Apart from the above issues, rising raw material prices, low awareness regarding FTAs (free trade agreements) are some of the factors that also affect the exporting community.

Any solutions you have proposed?

Most of these exporters are MSMEs and have limited resources. Hence, we have made some suggestions to the government such as requesting more containers for the US and the UK, roping in inland waterways and extending PLI scheme for container manufacturing.

We are already in discussion with the government regarding these issues and are hopeful of a solution soon.

What is the status of MEIS (merchandise exports from India scheme) benefits from the Centre?

The government has still not cleared the outstanding dues under MEIS to the tune of ₹35,000 crore.

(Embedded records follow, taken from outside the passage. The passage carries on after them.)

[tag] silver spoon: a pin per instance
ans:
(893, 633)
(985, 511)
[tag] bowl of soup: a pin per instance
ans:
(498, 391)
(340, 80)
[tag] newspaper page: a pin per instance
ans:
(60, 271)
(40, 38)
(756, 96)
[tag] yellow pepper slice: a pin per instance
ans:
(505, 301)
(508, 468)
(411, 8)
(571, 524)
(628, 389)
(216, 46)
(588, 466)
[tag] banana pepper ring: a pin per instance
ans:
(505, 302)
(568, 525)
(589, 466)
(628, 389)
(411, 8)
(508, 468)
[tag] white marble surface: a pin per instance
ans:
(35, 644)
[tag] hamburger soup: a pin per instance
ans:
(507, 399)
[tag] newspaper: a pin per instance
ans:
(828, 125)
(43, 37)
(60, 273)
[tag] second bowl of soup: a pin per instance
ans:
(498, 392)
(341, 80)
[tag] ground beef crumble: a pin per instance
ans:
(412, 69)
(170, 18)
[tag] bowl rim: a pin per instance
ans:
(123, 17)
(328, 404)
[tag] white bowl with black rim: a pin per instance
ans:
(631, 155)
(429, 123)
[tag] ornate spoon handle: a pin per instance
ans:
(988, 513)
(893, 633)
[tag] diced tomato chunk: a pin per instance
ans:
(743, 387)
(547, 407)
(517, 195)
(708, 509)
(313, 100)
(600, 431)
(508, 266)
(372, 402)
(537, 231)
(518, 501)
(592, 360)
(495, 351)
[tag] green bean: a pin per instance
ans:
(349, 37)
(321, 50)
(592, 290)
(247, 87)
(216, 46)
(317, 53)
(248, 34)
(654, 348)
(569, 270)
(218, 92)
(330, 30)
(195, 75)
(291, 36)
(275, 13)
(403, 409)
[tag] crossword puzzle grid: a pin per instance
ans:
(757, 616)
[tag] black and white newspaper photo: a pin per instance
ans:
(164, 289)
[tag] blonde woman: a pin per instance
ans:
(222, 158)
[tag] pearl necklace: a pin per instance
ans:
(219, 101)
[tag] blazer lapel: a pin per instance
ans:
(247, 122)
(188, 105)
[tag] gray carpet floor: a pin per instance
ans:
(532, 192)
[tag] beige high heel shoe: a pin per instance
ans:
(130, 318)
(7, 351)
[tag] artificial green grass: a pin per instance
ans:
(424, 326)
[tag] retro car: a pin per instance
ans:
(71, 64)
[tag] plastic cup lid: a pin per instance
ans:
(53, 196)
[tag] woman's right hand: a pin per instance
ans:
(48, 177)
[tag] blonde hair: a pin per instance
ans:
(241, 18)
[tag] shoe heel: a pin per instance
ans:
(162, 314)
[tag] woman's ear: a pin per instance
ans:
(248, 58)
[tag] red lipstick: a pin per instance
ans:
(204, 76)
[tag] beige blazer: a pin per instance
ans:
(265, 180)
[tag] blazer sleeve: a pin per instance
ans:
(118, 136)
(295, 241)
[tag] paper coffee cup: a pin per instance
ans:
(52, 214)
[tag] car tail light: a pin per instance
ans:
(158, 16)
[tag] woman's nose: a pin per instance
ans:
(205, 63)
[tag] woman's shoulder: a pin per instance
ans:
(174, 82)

The engineering industry has not been able to claim the benefits for FY20 and April-December 2020 (remaining part of calendar year 2020) which is affecting their access to capital.

How do you see the new RoDTEP scheme?

The newly-announced RoDTEP scheme has not included key input sectors such as iron and steel within its purview.

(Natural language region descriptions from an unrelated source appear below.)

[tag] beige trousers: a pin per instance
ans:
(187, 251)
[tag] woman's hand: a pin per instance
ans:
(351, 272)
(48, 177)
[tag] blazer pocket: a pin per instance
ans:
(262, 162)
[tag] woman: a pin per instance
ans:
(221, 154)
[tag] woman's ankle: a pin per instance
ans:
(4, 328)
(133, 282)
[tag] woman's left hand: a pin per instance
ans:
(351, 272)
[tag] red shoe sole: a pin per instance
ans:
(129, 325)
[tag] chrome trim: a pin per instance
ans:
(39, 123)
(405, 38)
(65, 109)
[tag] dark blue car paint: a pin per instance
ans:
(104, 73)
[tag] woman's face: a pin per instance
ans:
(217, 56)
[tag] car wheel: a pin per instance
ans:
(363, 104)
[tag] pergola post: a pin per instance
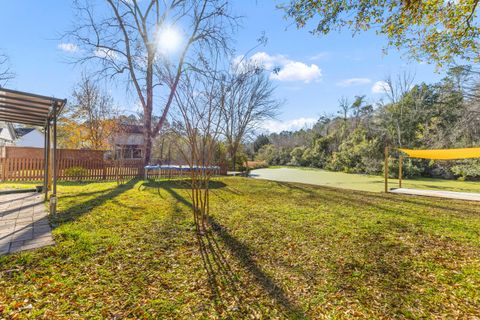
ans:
(46, 159)
(53, 198)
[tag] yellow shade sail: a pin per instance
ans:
(443, 154)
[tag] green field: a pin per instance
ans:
(358, 181)
(276, 250)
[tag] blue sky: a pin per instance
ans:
(316, 71)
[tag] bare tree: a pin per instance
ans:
(395, 89)
(5, 72)
(131, 39)
(94, 113)
(344, 106)
(199, 106)
(247, 101)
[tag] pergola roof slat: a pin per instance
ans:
(28, 108)
(23, 120)
(25, 103)
(23, 116)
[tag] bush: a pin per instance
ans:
(469, 170)
(76, 172)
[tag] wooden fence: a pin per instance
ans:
(25, 169)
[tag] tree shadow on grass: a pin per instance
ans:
(223, 280)
(78, 210)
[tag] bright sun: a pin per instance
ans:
(168, 40)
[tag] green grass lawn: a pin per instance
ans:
(276, 250)
(359, 181)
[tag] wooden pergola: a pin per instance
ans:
(39, 111)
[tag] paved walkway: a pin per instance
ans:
(439, 194)
(23, 222)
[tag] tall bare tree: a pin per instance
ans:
(198, 125)
(134, 40)
(5, 72)
(247, 101)
(90, 117)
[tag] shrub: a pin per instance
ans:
(76, 172)
(469, 170)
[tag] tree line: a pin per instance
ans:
(423, 116)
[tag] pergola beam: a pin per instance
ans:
(36, 110)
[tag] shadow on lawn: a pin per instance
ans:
(222, 278)
(74, 212)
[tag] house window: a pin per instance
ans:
(128, 152)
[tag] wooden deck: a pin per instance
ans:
(23, 222)
(439, 194)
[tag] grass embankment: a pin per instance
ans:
(359, 181)
(277, 250)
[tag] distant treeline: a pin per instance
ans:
(426, 116)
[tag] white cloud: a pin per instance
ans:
(298, 71)
(290, 70)
(105, 53)
(354, 82)
(68, 47)
(380, 87)
(288, 125)
(321, 56)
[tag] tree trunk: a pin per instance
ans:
(147, 117)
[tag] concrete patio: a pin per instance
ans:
(23, 222)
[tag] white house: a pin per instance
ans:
(29, 137)
(21, 137)
(129, 143)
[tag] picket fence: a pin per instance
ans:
(27, 169)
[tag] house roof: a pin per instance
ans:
(20, 132)
(131, 128)
(27, 108)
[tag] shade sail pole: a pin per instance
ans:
(49, 171)
(386, 170)
(400, 171)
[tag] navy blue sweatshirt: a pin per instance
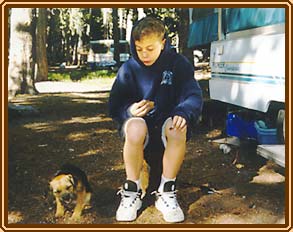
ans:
(169, 82)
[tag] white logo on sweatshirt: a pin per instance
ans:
(167, 77)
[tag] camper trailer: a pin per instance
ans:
(247, 62)
(101, 53)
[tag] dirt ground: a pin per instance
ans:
(214, 188)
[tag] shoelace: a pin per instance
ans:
(169, 198)
(128, 198)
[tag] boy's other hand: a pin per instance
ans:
(178, 123)
(141, 108)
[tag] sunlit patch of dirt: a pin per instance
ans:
(76, 128)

First of all, iron and steel are key inputs in the sector for major engineering manufactures. The embedded taxes within the production of iron and steel sector are important to finally determine the RoDTEP rates of many final engineering products.

Moreover, the iron and steel sector not only constitutes major primary steel producers, but they also consist of a number of secondary steel producers who are mostly MSMEs. These exporters previously used to get MEIS benefit. Therefore not covering them under the purview of RoDTEP scheme is bound to affect their competitiveness.

Even the rates which have been announced (under RoDTEP) are extremely low and insufficient to compensate for the embedded taxes in export production.

All these have led to scepticism among India’s exporters regarding staying competitive in the global market.